Oregon goat farmer Carine Goldin went above and beyond to keep her herd safe when the encroaching Riverside Fire threatened to burn her dairy farm to the ground.
Goldin, who owns and runs Goldin Artisan Goat Cheese farm in Molalla, Oregon, initially left her home on Sept. 8 during a Level 3 evacuation order, leaving her 85 goats behind. However, compelled to spare her herd from a terrifying fate, Goldin devised an evacuation plan using her SUV and a trailer.
“We put all the little ones, and there were seven, in the Subaru,” she explained to KPTV. “They actually lined up nicely on one end.”

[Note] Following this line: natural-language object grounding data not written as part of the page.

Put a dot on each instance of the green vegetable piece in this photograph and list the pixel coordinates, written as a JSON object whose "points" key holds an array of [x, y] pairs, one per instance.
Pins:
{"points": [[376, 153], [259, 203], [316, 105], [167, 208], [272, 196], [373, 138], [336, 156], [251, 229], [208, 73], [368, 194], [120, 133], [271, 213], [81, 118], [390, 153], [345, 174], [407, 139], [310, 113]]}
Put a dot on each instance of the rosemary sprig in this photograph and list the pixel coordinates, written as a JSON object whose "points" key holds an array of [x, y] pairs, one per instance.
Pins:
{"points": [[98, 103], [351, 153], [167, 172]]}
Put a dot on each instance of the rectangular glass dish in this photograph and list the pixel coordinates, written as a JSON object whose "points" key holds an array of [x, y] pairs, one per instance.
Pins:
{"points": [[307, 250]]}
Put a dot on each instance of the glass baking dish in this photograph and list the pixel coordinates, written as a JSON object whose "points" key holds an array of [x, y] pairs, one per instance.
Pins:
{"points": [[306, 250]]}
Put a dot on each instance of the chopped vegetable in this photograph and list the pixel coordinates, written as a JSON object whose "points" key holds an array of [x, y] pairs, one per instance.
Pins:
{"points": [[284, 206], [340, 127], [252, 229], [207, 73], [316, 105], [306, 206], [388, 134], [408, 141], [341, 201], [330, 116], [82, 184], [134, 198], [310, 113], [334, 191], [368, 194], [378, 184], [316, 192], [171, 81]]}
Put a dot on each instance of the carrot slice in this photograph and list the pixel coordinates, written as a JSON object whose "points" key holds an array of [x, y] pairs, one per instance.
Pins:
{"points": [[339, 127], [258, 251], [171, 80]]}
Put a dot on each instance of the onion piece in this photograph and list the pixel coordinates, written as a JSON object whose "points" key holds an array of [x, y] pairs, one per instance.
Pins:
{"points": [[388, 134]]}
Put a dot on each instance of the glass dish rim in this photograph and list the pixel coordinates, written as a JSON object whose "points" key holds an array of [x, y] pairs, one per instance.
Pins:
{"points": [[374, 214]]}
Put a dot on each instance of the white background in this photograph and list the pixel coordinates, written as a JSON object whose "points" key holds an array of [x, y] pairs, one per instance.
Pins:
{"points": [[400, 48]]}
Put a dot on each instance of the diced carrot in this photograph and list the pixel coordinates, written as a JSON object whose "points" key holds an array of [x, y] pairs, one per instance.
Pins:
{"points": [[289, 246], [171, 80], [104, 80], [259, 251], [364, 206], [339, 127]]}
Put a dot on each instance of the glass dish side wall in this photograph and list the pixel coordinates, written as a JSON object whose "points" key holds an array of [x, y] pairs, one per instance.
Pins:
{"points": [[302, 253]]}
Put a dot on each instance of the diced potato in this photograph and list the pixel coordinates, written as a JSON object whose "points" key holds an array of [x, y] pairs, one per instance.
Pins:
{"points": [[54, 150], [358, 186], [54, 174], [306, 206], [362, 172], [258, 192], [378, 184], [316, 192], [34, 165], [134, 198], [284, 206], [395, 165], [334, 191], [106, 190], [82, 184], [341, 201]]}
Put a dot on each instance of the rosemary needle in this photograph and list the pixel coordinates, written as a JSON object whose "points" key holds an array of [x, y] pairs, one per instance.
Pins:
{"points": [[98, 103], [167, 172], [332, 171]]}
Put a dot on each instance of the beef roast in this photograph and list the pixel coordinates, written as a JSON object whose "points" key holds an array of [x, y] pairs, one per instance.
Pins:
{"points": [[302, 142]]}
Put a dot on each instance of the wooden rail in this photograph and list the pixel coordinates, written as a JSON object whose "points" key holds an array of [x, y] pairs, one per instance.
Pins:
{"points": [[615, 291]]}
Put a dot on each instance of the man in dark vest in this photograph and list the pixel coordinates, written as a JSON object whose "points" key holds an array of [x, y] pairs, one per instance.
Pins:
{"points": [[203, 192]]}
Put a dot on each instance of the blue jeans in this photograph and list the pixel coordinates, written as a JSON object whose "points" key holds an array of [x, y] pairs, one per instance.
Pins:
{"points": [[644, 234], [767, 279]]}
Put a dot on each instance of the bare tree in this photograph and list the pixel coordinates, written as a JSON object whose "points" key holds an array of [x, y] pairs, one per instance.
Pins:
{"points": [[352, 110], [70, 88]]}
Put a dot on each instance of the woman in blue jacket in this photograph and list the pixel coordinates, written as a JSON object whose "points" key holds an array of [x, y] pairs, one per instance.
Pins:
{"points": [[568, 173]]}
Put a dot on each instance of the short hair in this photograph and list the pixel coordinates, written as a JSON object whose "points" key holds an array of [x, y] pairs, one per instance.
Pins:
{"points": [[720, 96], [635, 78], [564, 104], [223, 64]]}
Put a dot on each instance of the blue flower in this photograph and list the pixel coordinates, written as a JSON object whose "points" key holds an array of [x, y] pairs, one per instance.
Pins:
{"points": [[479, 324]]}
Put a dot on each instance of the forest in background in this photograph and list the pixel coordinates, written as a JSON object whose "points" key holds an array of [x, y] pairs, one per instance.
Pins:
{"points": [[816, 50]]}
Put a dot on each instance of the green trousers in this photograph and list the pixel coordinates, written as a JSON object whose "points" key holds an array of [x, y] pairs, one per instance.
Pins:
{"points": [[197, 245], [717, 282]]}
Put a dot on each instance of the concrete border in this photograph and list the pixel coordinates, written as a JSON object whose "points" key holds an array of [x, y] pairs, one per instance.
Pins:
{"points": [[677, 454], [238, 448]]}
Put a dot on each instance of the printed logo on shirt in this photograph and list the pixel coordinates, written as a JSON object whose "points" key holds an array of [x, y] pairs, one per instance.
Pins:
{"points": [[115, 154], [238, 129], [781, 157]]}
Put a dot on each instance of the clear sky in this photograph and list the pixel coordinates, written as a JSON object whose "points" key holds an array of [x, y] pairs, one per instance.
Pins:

In 12 years of running the farm, Goldin admitted never witnessing wildfires like these before. Retaining a sense of humor about the mass evacuation, Goldin took to Facebook on Sept. 11 with a snapshot of her Subaru, loaded with baby goats.
“Evacuation in style! Can’t beat the multipurpose Suburu,” she captioned.
After driving the first carload to nearby Canby, Goldin returned with her trailer several times to transport the adult goats. However, after brief respite, Canby was also put under evacuation orders.
Goldin’s evacuation effort garnered support from locals, and Clackamas County volunteers stepped up to offer additional trailers to lend a hand in ferrying the whole herd to a new location. Goldin and the herd were offered shelter by Fraga Farmstead Creamery in Forest Grove.
On Sept. 13, the goat farmer shared an update on the herd’s well-being on Facebook. “Our wonderful dairy goats are disoriented and stressed,” she wrote, “but I am hopeful they will pull through with a lot of TLC. The cheeses are in the aging room safe and sealed (no power outage).”
Goldin added she was “optimistic” that the dairy farm and creamery would both survive the disruption. “The mop-up will be a big task, but doable,” she admitted.
Goldin’s 85 goats remained safe in their lodgings at Forest Grove by mid-September, where they continued to receive TLC after the ordeal.
The farmer and cheesemaker pledged to return to her home when she can rest assured that her goats will be safe.
“It’s all very scary and the goats are under tremendous stress right now,” Goldin told KPTV. “[W]e just kind of want to give them rest before we move them back.”